Companion participation on Modern has fallen again, both in numerical and percentage terms. Now down from 13 companions and ~12% down to 11 and 9.72%, it is evident that the companion era is well and truly over. Once mighty Lurrus is now tied with Yorion. Obosh is the lone other companion. I was skeptical that Jegantha would keep seeing play due to its cost, and it looks like I was right. That there’s only one Obosh left is significant.

Taking Stock

I don’t think there can be any doubt, and therefore no need for any statistical analysis: the companion rules change successfully nerfed the companions. It would be cliché and blithe to add “a little too well,” but this is the outcome that was intended, and I think it’s justified. The way that Wizards talked about companions indicated that they were meant to be a fun but rare treat for constructed, not the omnipresent force they became. Having plummeted in metagame saturation and continuing to fall, the data clearly shows that companions are now Just Another Thing in Magic.

As for the overall metagame, it is far too soon to tell. Again, it’s obvious just by looking at the standings that the metagame is far out of equilibrium and is trying to sort itself out. The only clear trends so far are GBx and Prowess disappearing: I have exactly one Jund deck in either sample.

I’m not sure how to explain the fall of BGx. Some blame a poor Snow matchup, but Jund was a fine deck before Ikoria, and Snow was far more present there.

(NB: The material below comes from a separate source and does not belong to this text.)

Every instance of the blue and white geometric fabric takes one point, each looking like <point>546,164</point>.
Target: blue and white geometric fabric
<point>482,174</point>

If Snow is the explanation, it must be a self-fulfilling prophecy, in which players inordinately fear the matchup enough to just not play the deck. Another suggestion, which I have no way to verify but does make sense, is that a lot of online Jund players sold part of their deck to pay for the Lurrus package. They need time to reassemble their decks. I know players that do this, so it’s plausible, but again cannot be verified.

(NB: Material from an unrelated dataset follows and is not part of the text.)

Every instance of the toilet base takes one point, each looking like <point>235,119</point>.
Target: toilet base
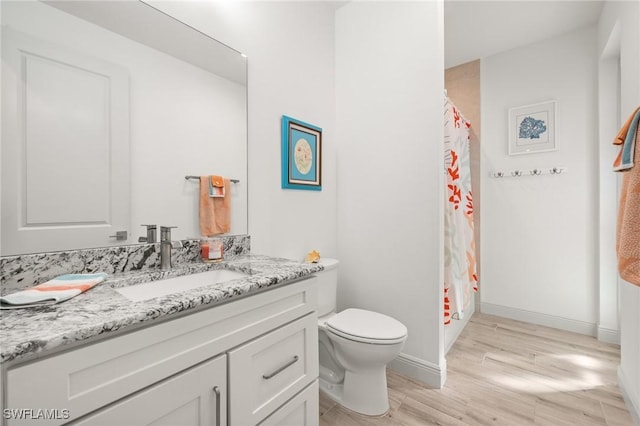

Prowess disappearing is more intuitive. It’s effectively been exploiting the metagame this year, and now the hole has closed. Early on, it took advantage of Amulet Titan’s non-interactivity. As Titan fell off, so did Prowess. Prowess made the best use of Lurrus, and was rewarded with the top spot in that world. Now the party’s over, and interaction is more common.

My Predictions

Since I mentioned my predictions at the start of the article, Checkov’s Gun demands that I reexamine them.

Lurrus

I noted that Lurrus was the most impacted, and in terms of its decline, that is definitely true. Prowess, as predicted, had to abandon Lurrus. Of the five Prowess decks I saw, only one had the nightmare cat. The rest resembled older versions. GBx took a much bigger hit than I expected. While I can’t directly attribute that to companions falling off, the only Jund list neglected to run Lurrus. With both the card itself and the decks that fully embraced it suffering greatly, I’m claiming success on this prediction.

Obosh

Oh boy, was I ever wrong here. I thought that Obosh Ponza would just keep on keeping on. Instead, only one deck kept the companion. I don’t need to guess; I know why I was wrong. I thought the only card lost to Obosh was Chandra, Torch of Defiance, and that’s not too burdensome. I forgot that Ponza ran Bloodbraid Elf before companions. Elf’s a good card, yeah? And far better than a clunky companion these days.

Yorion

I’m not sure how to call this one. Which is appropriate, considering that I thought Yorion would be ambiguous. The same types of decks still run Yorion, but it’s more infrequent. I think I got the effect on Yorion correct, but the decks are still up in the air.

Reaching Into the Kit

As a note, the only archetype that still heavily relies on companions is Toolbox. Of the 10 Toolbox decks I recorded, 7 ran companions (6 Lurrus, 1 Yorion). This makes some sense, as cutting the three-mana creatures still leaves lots of combos available. And with infinite mana, tutoring for Lurrus is no burden. Another interesting note is that three of 16 Burn decks still have an incidental Lurrus. No Mishra’s Baubles anymore, just the Lurrus. Because they can, without trouble.

Where Next?

The companion nerf has worked exactly as prescribed. This has left the metagame to readjust. Which it will continue to do for some time thanks to another set incoming. I think that Core 2021‘s impact will be relatively muted, but there will still be churn added to the existing readjustment. We’ll have to wait and see what emerges.